LAS VEGAS — Consumer Technology Association chief Gary Shapiro, an avid opponent of government regulation, didn’t quite know what to expect Tuesday in a cordial onstage interview with Federal Trade Commission (FTC) chairman Joseph Simons, who is one of the Trump administration’s least-noticed administrators.

What Shapiro got was a mixed bag of free-market support and pro-consumer activism, with a tendency toward consumer protection.

Perhaps the most emphatic sign of Simons’s preference for using government power to help ordinary people came toward the end of the interview, when Shapiro asked about one law that Simons would like to see passed while he serves in the FTC. Simons said he would encourage Congress to clarify Section 13(b) of the Federal Trade Commission Act, a 1973 measure that empowers the FTC to punish companies for deceptive practices that harm consumers.

Simons noted that in a federal Seventh Circuit appeals court decision, the FTC was stripped of its power to impose financial penalties on violators of the FTC Act. He said that this decision, which reversed a previous Seventh Circuit judgment, “does huge damage to our fraud program,” denying vital redress to consumers who’ve been tricked, often with significant financial loss, by credit companies, drug firms, and others. Without being able to levy financial pain on these offenders, said Simons, the FTC cannot do the sort of vigorous enforcement that is his agency’s mission.

Simons urged Congress to address this issue, restoring his agency’s power to fine violators.

Earlier in the interview with Shapiro, Simons offered an example of the power of taking money from offenders, citing FTC settlements last year — for privacy violations by Facebook and Google’s YouTube division — of, respectively, $5 billion and $170 million.

The YouTube violation was especially sensitive because it involved the collection of personal information from children without obtaining consent from their parents.

Noting that the FTC settlements against these two internet juggernauts were greater than the law requires, Simons warned, “Facebook and Google know that we’re paying attention.
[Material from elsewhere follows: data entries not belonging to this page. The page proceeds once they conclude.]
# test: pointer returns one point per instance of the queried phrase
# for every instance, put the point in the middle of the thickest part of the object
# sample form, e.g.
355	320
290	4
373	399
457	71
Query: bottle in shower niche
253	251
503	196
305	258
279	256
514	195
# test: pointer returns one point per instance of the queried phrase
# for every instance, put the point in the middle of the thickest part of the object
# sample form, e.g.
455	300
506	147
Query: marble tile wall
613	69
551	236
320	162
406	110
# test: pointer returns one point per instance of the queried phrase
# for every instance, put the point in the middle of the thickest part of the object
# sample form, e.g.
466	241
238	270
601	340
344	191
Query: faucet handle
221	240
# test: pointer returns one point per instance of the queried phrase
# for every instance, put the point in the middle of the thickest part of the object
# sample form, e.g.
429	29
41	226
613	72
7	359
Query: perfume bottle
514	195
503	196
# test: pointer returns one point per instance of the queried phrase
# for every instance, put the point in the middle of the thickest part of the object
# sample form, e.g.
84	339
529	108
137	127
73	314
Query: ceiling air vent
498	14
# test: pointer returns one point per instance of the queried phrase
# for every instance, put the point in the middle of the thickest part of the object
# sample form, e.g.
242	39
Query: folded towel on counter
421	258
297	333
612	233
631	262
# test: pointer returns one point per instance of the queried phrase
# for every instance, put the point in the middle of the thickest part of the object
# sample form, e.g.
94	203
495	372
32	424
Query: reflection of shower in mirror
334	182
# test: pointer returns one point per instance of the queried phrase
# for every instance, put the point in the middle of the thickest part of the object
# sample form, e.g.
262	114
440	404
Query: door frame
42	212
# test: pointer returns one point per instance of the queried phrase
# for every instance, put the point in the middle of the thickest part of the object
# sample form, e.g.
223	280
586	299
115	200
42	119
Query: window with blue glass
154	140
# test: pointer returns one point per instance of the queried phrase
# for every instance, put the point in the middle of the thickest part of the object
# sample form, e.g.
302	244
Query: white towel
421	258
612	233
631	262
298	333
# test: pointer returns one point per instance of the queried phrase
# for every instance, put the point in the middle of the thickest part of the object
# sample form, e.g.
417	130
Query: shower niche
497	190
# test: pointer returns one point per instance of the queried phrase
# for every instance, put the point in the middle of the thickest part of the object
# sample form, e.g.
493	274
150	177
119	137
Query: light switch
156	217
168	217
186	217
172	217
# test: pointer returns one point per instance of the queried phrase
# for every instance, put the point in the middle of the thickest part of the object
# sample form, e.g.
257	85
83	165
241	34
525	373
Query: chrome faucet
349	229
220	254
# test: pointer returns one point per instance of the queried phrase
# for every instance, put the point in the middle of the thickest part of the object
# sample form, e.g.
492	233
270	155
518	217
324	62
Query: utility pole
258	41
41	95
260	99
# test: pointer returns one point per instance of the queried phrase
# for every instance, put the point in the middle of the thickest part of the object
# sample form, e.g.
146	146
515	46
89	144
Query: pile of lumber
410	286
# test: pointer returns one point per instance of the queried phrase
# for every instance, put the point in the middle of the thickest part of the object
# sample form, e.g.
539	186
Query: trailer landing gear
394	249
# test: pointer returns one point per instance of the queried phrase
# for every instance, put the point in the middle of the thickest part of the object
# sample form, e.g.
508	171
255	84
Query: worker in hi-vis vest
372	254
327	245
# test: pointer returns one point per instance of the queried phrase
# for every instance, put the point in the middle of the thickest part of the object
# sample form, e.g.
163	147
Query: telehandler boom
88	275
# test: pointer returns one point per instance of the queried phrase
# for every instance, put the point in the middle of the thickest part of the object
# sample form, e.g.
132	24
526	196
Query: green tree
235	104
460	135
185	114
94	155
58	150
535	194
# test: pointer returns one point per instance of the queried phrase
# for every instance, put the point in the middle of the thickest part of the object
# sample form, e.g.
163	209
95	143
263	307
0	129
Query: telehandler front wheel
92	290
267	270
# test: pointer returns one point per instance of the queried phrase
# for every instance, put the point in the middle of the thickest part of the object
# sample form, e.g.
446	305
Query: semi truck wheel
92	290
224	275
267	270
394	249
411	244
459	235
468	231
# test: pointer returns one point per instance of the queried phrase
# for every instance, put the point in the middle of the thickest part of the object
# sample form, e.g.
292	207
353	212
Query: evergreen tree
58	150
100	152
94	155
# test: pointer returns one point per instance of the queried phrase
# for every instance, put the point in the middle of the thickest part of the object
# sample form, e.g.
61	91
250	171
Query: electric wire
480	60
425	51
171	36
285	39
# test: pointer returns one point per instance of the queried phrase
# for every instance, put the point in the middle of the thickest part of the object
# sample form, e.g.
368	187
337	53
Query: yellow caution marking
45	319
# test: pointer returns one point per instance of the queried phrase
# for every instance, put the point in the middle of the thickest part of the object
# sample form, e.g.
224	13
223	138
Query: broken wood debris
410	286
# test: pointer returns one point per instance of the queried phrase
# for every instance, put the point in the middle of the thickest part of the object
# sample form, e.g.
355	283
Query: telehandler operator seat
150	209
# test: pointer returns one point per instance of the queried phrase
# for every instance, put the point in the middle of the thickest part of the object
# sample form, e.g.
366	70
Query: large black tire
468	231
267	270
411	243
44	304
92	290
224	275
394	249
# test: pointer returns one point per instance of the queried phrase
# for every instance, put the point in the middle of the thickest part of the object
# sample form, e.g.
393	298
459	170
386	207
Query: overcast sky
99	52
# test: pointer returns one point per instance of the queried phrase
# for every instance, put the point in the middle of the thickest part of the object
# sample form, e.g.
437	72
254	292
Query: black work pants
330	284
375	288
If they continue to do what they’ve done in the past and continue to violate privacy laws, they can expect the repercussions to be more severe.”

FTC chairman Joseph Simons was both charming and combative in his CES “fireside chat” with CTA president Gary Shapiro, arguing forcefully for consumer protections that do not punish powerful internet companies like Google “just because they’re big.”

Simons made it clear, however, that his FTC feels no urgency to preemptively impose anti-trust sanctions on dominant platforms like Google and Facebook, as has been done in Europe through the General Data Protection Regulation (GDPR) passed by the European Commission to regulate data transfer among EU nations.

“Data is the bloodstream for AI [artificial intelligence],” said Simons. “We want to do it right. we don’t want to mess it up.”

Urged by Shapiro to denounce the “chilling” effect of the GDPR, Simons spoke carefully about domestic regulation policy: “We don’t go after big companies just because they’re big and successful … We shouldn’t turn on them and penalize them for success. You have to commit an anti-competitive act. You have to harm consumers. We can’t just break up companies just because they’re big.”

Shapiro tried to lead Simons into a direct critique of Europe’s regulatory regime, suggesting that passage of the GDPR is “not a good innovation strategy.” Simons responded with a finely tuned note of diplomacy.

“People characterize it that way,” he said with a smile.